The dorsomedial area (DM) also known as V6, appears to respond to visual stimuli associated with self-motion (Sensitivity of human visual and vestibular cortical regions to egomotion-compatible visual stimulation, Cardin and Smith, 2010) and wide-field stimulation (Wide-Field Retinotopy Defines Human Cortical Visual Area V6, Pitzalis et al. 2006). V6, is a subdivision of the visual cortex of primates first described by John Allman and Jon Kaas in 1975. V6 is located in the dorsal part of theextrastriate cortex, near the deep groove through the centre of the brain (medial longitudinal fissure), and typically also includes portions of the medial cortex, such as the parieto-occipital sulcus. DM contains a topographically organized representation of the entire field of vision. Like the middle temporal area V5, DM receives direct connections from the primary visual cortex. Also similar to V5, DM is also characterized by high myelin content, a characteristic that is usually present in brain structures involved in fast transmission of information (Rosa et al. 2005).

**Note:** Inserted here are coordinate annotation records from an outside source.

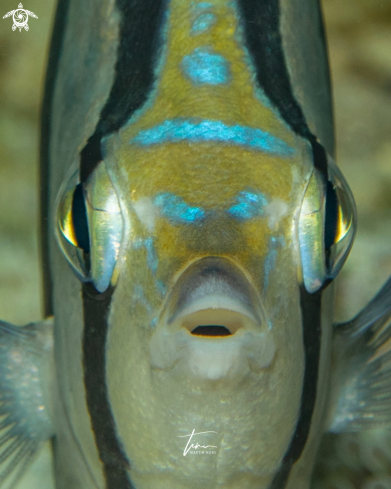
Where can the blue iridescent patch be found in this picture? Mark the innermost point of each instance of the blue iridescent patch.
(152, 259)
(202, 23)
(199, 130)
(206, 67)
(176, 210)
(248, 205)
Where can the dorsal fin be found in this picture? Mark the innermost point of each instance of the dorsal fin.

For many years, it was considered that DM only existed in New World monkeys. However, more recent research has suggested that DM also exists in Old World monkeys and perhaps humans. V6 is also sometimes referred to as the parietooccipital area (PO), although the correspondence is not exact (Galletti et al. 2005).


Neurons in area DM/V6 have unique response properties, including an extremely sharp selectivity for the orientation of visual contours, and preference for long, uninterrupted lines covering large parts of the visual field (Baker and collaborators, 1981; Lui and collaborators, 2006). However, in comparison with area MT, a much smaller proportion of DM cells shows selectivity for the direction of motion of visual patterns. Another notable difference is that cells in DM are attuned to low spatial frequency components of an image, and respond poorly to the motion of textured patterns such as a field of random dots. In contrast, cells in MT are often strongly responsive to such stimuli. These response properties suggest that DM and MT may work in parallel, with the former analyzing self-motion relative to the environment, and the latter analyzing the motion of individual objects relative to the background.
Recently, an area responsive to wide-angle flow fields has been identified in the human and is thought to be a homologue of macaque area V6.[46]


The connections and response properties of cells in DM/ V6 suggest that this area is a key node in a sub-set of the "dorsal stream", referred to by some as the "dorsomedial pathway". This pathway is likely to be important for the control of skeletomotor activity, including postural reactions and reaching movements towards objects (Galletti and collaborators, 2003). The main "feedforward" connection of DM is to the cortex immediately rostral to it, in the interface between the occipital and parietal lobes (V6A). This region has, in turn, relatively direct connections with the regions of the frontal lobe that control arm movements, including the premotor cortex.